The Secretary of War submitted his annual report on the affairs of the Army. It was at once a report and a warning to Congress not to take another slice off the War Department’s proposed allowance for next year—an allowance already pared by the Budget Bureau.
Mr. Weeks’ chief recommendations:
1) Increase the maximum enlisted strength of the regular Army from 125,000 to 150,000.
2) Increase the commissioned strength of the regular Army from 12,000 to 13,000.
His reasons and justification:
¶Our foreign garrisons are cut to a “dangerously low limit.” The regular Army at home is strained by the effort to furnish instruction to civilian training camps. “As a result the morale of the regular Army . . is below what we should demand of it”
¶”Since 1921 the total number of individuals under military training or in military organizations has decreased from 519,041 to 504,010.”
¶The cost of maintaining our Army is about $2.34 per capita of the population.
¶The total cost of Army, Navy and Marine Corps is only 14% of our total budget; the actual expenditures of the Army only 6%.
¶”In one year we spend six times as much for soda and confections as we spend for military purposes, for tobacco nearly four times, for perfumery, jewelry and other items of adornment nearly five times, and for theatres, cabarets and similar amusements more than three times.
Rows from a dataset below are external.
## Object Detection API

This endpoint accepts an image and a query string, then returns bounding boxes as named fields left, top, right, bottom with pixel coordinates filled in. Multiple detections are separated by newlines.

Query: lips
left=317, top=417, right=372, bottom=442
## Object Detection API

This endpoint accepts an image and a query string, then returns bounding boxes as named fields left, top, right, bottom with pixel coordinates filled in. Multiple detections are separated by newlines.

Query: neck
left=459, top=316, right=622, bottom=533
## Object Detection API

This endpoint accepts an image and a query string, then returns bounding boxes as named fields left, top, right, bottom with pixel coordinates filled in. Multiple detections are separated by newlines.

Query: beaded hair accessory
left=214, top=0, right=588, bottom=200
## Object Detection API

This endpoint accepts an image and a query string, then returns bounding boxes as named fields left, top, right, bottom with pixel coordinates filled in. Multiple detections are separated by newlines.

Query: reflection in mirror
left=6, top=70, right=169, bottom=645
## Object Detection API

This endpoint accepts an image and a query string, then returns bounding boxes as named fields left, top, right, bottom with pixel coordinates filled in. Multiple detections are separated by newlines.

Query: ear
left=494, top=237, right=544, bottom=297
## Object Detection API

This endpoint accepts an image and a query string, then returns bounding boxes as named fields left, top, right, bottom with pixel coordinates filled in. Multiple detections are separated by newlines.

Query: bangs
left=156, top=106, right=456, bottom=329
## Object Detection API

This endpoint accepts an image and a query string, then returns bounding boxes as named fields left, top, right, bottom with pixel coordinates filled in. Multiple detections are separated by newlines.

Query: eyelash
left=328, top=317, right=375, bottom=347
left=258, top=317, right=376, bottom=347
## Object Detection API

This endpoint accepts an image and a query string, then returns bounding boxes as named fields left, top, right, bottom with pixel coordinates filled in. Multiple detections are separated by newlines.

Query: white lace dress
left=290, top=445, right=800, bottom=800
Military preparations cost us, roughly, one-eighteenth of what we spend for luxuries, amusements and mild vices.”
¶If every taxpayer “purchased each year for his own protection any Army “automatic pistol the total expenditure would be more than the cost of the Army.”
¶Estimating our national wealth as $400,000,000,000, we have only one soldier for each $2,500,000. The following nations maintain one soldier for the following amounts of their wealth:
Great Britain $250,000
France $133,000
Italy $120,000
Japan $90,000
¶Considering our Army and Navy expenditures as “defense insurance,” the premium rate is only $1.50 per $1,000.